A friend in a view home in South Delta reports the annual increase on his home taxes has been 14 per cent. As for our home, the increase over the past five years has totaled 25 per cent. Not too bad, until you compare that to inflation over the past five years, which has been much less at 9.5 per cent. Why are taxes up more than inflation?
Part of the challenge is downloading from senior levels and from Metro Vancouver. Part of the real increase in taxes is being hidden by issuing a separate utility bill (water, sewer, garbage and recycling), which has increased 43 per cent over the past five years to $915 this year. Meanwhile, our school taxes, with declining enrollment, have increased 10 per cent - or even with inflation over the past five years.
Previously I commented that the effect of Delta's fiscal approach - pay down old debts while paying for all new construction with current year's tax revenues - has increased our taxes. While fiscally admirable, it has increased our tax burden in a time of downloading and economic restraint. Delta has exacerbated this by setting aside up to $10 million additional per year for "contingencies" and pet projects.
Recently this paper reported that 15.5 per cent of our population is senior citizens - a growth of about 22 per cent in the past five years. Seniors are most often on fixed incomes with increases less than inflation, so changes in their incomes over the past five years can be assumed to be 10 per cent or less. Simplifying the mathematics, one in six citizens in Delta has had their standard of living reduced by municipal tax increases.
So how do we better understand what is going on? Let me offer an example:
Last month council members voted themselves a pay raise, saying it was based on comparative salaries of other councils. It is retroactive to within a month of them assuming office.
They did not say it was in keeping with inflation. Councillors gave themselves a 7.9 per cent raise and the mayor got 6.5 per cent, both well above inflation.

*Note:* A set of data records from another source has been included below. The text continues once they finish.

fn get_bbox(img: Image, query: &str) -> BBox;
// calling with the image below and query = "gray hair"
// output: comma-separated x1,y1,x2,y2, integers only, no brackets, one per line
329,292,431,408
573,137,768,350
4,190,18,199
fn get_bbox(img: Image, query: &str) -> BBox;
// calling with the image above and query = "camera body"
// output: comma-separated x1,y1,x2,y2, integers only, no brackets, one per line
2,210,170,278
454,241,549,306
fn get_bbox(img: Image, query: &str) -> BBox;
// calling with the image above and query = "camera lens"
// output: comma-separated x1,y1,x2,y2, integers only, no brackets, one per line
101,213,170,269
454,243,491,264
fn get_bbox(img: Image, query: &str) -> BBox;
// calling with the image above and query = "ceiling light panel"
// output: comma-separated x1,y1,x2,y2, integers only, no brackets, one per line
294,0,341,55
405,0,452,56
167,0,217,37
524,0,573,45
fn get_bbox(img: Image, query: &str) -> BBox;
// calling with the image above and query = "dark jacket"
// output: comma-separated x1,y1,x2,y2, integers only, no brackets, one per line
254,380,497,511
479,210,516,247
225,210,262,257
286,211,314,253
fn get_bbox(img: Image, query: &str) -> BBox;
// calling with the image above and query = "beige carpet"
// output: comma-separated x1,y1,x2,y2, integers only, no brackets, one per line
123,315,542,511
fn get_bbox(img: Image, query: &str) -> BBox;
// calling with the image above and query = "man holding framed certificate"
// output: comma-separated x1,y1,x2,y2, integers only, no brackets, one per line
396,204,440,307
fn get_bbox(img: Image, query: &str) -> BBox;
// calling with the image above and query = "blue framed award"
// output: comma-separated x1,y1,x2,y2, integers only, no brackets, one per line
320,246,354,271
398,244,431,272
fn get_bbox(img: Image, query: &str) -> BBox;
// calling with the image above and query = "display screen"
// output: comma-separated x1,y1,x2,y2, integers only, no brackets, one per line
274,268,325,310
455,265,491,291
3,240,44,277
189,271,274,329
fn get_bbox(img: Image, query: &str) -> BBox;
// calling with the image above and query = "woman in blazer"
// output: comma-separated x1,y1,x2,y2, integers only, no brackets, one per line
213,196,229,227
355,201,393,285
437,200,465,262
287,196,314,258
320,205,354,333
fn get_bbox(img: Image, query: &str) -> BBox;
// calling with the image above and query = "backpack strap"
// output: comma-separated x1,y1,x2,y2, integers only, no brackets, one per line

To validate these compensation levels, they compared their salaries to the average in four other municipalities, which they had chosen to have "similar populations" (Langley, Coquitlam, North Vancouver District and Richmond). However, on closer examination, those municipalities have an average population 21 per cent larger than Delta.
So is the comparison really appropriate? Were the examples poorly chosen?
I offer a fresh comparison of annual stipend based on four more comparable communities (Saanich, Victoria, Abbotsford and North Vancouver) whose average population is within three per cent of Delta.
The $110,653 earned by Delta's mayor is 17.9 per cent higher than the $93,813 average salary in the other jurisdictions. As for councillors, their $47,564 salary is 27.6 per cent higher than the $37,257 average.
Does this shed some light on how "tight" Delta is with your money?
So when the mayor proclaims Delta is "tightening our belts," and how with a 2.9 per cent increase we are well served, what do you think?